This nursing home was originally a school for the deaf.
It began when a Dominican nun took up the challenge when a school for the hearing impaired opened at Star of The Sea on The Hill. In time a move was made to this new school established at Waratah in 1888 for children far and wide. I know a family who moved to Newcastle so their daughter could enrole. ( I read that thirty five young nuns volunteered to come here as teachers from Ireland knowing they would never return home ....'a foreign land neath an alien sky among an unknown people...' The first arrived in 1867 and recorded a fascinating and free spirited description of a horrendous journey of 81 days on the high seas in a sailing ship. A good read? (ref Dominican archives web site)
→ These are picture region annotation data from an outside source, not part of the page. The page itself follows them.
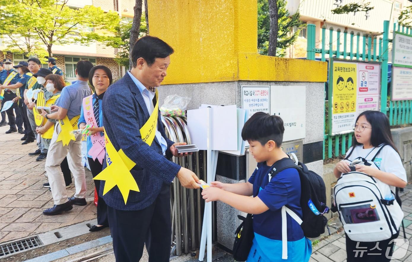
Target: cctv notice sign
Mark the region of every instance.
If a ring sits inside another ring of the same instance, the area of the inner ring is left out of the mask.
[[[379,109],[380,63],[329,60],[329,134],[353,131],[358,115]]]

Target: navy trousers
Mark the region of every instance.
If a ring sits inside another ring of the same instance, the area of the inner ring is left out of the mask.
[[[160,193],[144,209],[123,211],[108,206],[108,216],[118,262],[139,261],[145,244],[149,262],[168,262],[172,225],[170,185],[164,183]]]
Another move. The 'quake in 1989 took its toll on the building and because of great changes in teaching methods and advances in technology this school closed in 1993 to relocate to Mayfield.
Sign languages grow and develope like any other language and have dialects.
The local Auslan sign language has been called a dialect of British Sign Language and is influenced by Irish SL (Auslan Org). The Dominican schools could be said to have used the Irish based signs (one handed alphabet) and true to form, the rest used the British based two handed form which has become dominant.
Two major north and south sign language dialects mark a person's state of origin. Nowdays efforts are made to standardise usage, add new signs for new needs and there are those for and against borrowings from other sign languages such as, from American S L.
The posts earlier this week show the front door and the fence around this property.